What’s the news: The AMA and more than 100 other physician and health care professional organizations are raising serious concerns about The Cigna Group’s recently announced policy requiring submission of office notes with all claims including evaluation and management (E/M) Current Procedural Terminology (CPT®) codes 99212, 99213, 99214 and 99215 and modifier 25 when a minor procedure is billed.
In a letter to Cigna CEO David Cordani (PDF), these groups are urging the major health insurer to “immediately rescind” the policy because of its “negative impact on practice administrative costs and burdens across medical specialties and geographic regions, as well as its potential negative effect on patients.”
The company should, instead, work with the AMA and state medical and national specialty societies “on a collaborative educational initiative to ensure correct use of modifier 25.”
Why it’s important: Cigna has failed to provide “data demonstrating unexpectedly high use of the modifier or details of the underlying rationale.”
As detailed in a CPT® Assistant article, “Reporting CPT Modifier 25” (PDF), this modifier “is used when distinct services are performed on the same day.” That is because the “patient’s condition required a significant, separately identifiable” E/M service that is “above and beyond that associated with another procedure or service being reported by the same physician” on the same day.
In their letter, the AMA and other health-professional organizations noted that “by facilitating the provision of unscheduled, medically necessary care, modifier 25 supports prompt diagnosis and streamlined treatment—which in turn promotes high-value, high-quality and patient-centric care.”
Cigna’s policy, by contrast, “creates a disincentive for physicians and other health care professionals to provide unscheduled services, which may force patients to schedule multiple visits” to get the care they need. Those extra visits waste patients’ time and mean more out-of-pocket co-pays.
Additionally, Cigna’s policy communication was wrong to suggest that using modifier 25 requires the E/M service to address a “new” medical problem. Rather, guidelines from the Centers for Medicare & Medicaid Services state that “the E/M service and minor surgical procedure do not require different diagnoses.”
In addition to making it harder for patients to get timely medical care, the Cigna policy imposes significant administrative burdens and costs on physicians and other health professionals.

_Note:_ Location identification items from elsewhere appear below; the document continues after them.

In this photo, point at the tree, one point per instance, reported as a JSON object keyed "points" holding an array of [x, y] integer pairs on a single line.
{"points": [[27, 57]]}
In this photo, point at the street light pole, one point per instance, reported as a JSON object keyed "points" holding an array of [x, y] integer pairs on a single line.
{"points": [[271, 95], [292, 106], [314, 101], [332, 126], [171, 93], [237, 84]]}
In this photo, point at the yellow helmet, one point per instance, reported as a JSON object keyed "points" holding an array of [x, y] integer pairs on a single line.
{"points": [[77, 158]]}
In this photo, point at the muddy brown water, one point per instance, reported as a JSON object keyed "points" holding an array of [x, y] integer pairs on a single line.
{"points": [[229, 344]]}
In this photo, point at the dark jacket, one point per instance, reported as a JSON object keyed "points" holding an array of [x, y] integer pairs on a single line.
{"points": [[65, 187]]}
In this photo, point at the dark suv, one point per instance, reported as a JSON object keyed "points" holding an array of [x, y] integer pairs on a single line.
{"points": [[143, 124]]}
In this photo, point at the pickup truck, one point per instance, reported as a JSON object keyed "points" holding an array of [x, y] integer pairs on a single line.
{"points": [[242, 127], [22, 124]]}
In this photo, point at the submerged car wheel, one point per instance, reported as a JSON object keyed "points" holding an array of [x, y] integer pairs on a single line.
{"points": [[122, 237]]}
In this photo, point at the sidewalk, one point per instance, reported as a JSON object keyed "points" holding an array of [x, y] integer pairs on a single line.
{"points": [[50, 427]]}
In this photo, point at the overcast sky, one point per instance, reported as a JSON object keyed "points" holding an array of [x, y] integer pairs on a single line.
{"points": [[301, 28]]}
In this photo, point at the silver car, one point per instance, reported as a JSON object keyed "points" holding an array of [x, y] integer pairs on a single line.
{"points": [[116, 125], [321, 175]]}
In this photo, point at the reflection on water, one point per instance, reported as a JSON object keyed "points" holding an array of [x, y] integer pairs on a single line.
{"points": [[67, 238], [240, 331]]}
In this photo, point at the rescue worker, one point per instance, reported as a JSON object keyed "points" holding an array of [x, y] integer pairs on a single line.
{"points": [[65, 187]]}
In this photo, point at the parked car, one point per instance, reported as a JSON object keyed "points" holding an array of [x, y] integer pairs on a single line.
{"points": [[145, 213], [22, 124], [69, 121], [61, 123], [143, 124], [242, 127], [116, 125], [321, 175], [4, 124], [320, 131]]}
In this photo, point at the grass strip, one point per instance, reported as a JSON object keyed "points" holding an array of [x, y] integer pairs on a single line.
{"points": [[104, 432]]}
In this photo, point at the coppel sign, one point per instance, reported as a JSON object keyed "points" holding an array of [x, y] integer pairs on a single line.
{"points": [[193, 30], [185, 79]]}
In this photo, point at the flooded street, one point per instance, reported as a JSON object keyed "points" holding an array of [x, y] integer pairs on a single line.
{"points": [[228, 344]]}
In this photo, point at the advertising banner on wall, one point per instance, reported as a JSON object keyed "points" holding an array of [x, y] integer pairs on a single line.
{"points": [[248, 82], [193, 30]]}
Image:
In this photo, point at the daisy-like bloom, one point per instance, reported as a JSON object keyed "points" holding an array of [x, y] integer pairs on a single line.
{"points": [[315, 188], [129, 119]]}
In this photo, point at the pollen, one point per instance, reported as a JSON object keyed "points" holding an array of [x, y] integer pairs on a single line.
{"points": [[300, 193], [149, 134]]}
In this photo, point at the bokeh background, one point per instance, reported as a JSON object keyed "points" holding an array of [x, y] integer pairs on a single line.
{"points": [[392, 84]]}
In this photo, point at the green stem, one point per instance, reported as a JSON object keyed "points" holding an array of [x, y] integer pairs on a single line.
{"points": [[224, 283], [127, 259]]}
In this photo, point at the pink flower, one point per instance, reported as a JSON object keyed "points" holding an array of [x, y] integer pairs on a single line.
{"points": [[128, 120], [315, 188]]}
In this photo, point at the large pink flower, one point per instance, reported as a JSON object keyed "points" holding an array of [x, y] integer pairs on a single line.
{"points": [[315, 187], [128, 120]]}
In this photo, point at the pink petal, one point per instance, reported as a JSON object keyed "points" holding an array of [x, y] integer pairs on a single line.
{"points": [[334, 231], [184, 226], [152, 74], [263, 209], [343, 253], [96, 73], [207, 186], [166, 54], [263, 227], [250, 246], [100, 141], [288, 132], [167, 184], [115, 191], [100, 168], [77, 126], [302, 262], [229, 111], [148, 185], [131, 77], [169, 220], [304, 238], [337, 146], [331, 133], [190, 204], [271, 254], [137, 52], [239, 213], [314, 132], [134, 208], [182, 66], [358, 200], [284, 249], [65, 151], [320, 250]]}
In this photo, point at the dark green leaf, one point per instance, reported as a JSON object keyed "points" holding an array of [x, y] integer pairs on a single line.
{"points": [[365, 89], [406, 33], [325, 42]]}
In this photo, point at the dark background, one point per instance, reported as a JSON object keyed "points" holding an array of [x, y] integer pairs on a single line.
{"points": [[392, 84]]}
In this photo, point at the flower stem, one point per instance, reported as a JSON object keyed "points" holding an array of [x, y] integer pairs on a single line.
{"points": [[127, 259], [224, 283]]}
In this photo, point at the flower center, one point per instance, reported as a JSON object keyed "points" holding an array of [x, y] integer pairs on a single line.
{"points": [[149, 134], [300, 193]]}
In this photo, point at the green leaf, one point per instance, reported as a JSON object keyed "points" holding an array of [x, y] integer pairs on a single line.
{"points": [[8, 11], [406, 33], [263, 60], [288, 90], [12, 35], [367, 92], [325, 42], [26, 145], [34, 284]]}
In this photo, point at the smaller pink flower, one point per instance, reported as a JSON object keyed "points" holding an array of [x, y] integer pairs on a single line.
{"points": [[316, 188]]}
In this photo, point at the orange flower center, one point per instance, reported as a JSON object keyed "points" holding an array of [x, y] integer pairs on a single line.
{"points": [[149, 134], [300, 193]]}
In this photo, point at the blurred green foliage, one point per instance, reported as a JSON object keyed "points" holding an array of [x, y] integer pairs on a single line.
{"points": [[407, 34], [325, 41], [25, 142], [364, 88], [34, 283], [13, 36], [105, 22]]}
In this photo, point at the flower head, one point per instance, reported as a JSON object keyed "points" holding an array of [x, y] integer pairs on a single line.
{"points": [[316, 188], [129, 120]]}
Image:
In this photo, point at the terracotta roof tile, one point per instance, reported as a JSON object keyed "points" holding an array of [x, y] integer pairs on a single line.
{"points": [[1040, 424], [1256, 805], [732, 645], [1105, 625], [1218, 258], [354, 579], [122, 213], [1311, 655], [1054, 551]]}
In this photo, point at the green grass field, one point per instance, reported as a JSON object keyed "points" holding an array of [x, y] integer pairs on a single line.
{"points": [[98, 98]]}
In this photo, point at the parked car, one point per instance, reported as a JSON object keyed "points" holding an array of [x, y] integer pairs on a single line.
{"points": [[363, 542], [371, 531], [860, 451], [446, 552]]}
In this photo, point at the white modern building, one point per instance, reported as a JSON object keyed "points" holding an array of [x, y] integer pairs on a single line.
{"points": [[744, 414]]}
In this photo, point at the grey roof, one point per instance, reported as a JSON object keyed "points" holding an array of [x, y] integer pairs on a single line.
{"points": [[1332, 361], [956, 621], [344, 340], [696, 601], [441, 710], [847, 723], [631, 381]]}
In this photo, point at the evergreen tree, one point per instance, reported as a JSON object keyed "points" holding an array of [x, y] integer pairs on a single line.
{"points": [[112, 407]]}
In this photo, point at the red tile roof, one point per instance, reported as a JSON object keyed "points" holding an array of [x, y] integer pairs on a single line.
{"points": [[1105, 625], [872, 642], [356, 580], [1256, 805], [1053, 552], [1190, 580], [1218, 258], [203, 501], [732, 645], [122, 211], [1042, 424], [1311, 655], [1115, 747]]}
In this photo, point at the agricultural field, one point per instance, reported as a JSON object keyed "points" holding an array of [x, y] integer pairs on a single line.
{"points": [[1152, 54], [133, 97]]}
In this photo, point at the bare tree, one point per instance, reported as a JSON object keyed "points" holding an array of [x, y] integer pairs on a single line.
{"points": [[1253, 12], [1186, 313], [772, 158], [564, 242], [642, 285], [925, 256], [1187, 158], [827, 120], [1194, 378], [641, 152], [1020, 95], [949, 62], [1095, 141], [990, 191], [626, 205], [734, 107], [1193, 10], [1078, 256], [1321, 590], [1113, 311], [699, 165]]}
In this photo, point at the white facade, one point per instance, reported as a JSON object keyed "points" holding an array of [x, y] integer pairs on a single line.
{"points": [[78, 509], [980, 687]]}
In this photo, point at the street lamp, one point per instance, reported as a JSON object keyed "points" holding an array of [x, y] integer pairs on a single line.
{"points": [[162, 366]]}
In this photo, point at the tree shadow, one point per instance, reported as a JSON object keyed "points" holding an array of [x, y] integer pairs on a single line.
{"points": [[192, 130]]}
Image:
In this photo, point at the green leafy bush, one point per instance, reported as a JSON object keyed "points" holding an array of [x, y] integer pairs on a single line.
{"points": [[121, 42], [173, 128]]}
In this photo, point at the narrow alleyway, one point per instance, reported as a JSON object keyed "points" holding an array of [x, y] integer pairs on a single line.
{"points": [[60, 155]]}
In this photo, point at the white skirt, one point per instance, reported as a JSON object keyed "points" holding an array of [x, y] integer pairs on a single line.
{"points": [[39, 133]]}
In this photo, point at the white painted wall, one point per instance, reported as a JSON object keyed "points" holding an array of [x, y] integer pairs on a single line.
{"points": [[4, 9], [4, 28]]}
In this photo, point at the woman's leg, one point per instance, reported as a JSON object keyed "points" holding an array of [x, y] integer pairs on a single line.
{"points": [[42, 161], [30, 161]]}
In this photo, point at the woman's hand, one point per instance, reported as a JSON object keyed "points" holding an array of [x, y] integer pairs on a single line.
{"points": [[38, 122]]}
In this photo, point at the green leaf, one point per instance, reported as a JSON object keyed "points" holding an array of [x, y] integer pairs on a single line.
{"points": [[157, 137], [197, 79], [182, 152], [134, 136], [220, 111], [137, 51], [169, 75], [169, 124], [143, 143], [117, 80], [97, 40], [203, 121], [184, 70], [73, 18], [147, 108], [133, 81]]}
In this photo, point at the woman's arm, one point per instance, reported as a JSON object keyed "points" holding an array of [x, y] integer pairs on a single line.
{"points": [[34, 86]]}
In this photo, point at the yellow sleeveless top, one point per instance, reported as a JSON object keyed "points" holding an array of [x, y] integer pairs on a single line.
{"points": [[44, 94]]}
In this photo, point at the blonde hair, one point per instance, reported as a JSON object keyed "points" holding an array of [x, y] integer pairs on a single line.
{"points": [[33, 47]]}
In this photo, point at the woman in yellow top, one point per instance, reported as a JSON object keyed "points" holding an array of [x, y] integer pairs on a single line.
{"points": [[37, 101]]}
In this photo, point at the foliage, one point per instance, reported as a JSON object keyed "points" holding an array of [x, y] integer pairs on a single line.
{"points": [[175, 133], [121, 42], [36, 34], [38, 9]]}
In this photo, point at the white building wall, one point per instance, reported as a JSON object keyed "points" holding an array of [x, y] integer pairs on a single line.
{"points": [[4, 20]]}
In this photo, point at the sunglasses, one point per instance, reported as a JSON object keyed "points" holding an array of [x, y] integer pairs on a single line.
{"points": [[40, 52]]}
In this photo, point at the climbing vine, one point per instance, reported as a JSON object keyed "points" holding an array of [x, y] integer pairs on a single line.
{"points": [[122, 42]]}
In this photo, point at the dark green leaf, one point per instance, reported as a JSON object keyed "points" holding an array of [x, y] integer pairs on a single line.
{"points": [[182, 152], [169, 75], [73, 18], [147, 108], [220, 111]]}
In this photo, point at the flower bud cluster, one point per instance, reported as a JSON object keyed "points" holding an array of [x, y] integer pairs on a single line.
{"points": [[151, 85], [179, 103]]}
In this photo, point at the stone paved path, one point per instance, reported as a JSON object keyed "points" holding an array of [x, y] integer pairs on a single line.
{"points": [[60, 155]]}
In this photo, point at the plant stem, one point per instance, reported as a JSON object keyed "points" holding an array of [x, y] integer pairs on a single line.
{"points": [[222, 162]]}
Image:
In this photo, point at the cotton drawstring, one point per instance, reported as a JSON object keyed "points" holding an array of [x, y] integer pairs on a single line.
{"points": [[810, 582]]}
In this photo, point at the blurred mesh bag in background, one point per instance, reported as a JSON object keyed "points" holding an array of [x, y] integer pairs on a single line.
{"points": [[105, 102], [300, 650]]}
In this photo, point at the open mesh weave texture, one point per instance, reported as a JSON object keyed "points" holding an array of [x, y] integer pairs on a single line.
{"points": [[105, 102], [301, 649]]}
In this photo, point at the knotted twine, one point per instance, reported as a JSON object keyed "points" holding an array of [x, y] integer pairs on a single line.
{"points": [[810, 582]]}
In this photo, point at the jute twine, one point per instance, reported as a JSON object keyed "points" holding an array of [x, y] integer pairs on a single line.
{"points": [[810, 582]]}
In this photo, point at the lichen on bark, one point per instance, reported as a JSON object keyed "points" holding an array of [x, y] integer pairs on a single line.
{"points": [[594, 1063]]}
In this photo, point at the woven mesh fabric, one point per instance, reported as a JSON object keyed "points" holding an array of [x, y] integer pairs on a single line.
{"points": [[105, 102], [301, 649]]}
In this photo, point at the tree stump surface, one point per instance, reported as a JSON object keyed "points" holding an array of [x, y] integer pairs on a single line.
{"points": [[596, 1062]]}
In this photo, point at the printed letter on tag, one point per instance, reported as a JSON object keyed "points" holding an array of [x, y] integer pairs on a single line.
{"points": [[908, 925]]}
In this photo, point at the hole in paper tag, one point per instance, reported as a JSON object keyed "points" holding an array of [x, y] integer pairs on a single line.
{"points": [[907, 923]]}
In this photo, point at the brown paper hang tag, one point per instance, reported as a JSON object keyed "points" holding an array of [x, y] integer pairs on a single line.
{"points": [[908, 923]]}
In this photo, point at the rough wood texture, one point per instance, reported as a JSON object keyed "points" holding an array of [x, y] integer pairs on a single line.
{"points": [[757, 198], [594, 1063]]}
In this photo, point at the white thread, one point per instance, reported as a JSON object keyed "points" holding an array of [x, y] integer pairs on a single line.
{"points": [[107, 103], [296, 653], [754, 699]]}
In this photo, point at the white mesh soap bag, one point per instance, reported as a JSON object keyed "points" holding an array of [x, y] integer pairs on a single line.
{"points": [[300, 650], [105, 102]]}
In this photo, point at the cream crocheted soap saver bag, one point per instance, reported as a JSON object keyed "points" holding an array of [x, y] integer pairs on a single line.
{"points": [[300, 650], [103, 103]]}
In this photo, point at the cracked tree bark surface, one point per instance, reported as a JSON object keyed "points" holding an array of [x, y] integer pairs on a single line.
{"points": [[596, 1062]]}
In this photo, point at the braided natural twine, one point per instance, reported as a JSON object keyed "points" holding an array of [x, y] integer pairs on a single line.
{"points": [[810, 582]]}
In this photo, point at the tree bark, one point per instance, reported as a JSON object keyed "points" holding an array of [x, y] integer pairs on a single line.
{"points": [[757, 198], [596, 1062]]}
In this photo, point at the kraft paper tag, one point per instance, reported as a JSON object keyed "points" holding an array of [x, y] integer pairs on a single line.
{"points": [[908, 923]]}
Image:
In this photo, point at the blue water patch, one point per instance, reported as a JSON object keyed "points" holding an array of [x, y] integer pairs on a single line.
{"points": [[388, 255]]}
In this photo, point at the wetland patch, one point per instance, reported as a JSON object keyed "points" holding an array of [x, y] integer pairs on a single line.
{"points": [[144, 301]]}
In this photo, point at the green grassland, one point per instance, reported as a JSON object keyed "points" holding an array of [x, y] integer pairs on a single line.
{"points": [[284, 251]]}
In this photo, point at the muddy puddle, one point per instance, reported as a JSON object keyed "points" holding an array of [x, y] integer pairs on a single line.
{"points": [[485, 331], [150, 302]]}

“By bluntly requiring clinical documentation for all claims for an E/M service reported with modifier 25, physicians” will have to “submit an enormous number of office notes, and Cigna will be deluged with medical records,” says the letter from the AMA and others.
The company had previously told medical associations that only about 10% of the documentation submitted would be reviewed.
“This troubling admission demonstrates Cigna’s awareness of the unmanageable volume of records in question and, more importantly, highlights the pointless administrative waste created by the policy,” says the organizations’ letter to Cigna’s CEO.
In addition, Cigna’s new policy gives physicians two options for submitting the required notes when reporting modifier 25: fax, and an insecure email address that is not HIPAA-compliant.
“All of these concerns underscore that Cigna’s policy is extremely ill-timed and will further hamper health care professionals already grappling with clinician burnout, workforce shortages, recovery from the COVID-19 public health emergency, and rising practice expenses due to inflation,” says the organizations’ letter.
Learn more: A better, more productive approach to achieving Cigna’s stated goal would be to engage a selected group of physicians and other health professionals “with unexpected coding patterns in follow-up education and dialogue.” The organizations offered to work with Cigna to disseminate educational materials and partner on training activities.
The AMA’s “Debunking Regulatory Myths” series addressed the modifier 25 question at issue in this article: “Can physicians bill for both preventive and E/M services in the same visit?”
“Physicians are not prohibited from coding and billing for both preventive and problem-focused E/M services when they are performed during the same appointment,” the AMA explainer says.
The AMA has policy on uses and abuses of CPT modifier 25 and opposing reduced payment for modifier 25. The AMA previously led a successful effort urging Anthem to rescind its proposed pay cuts for same-day services reported with modifier 25.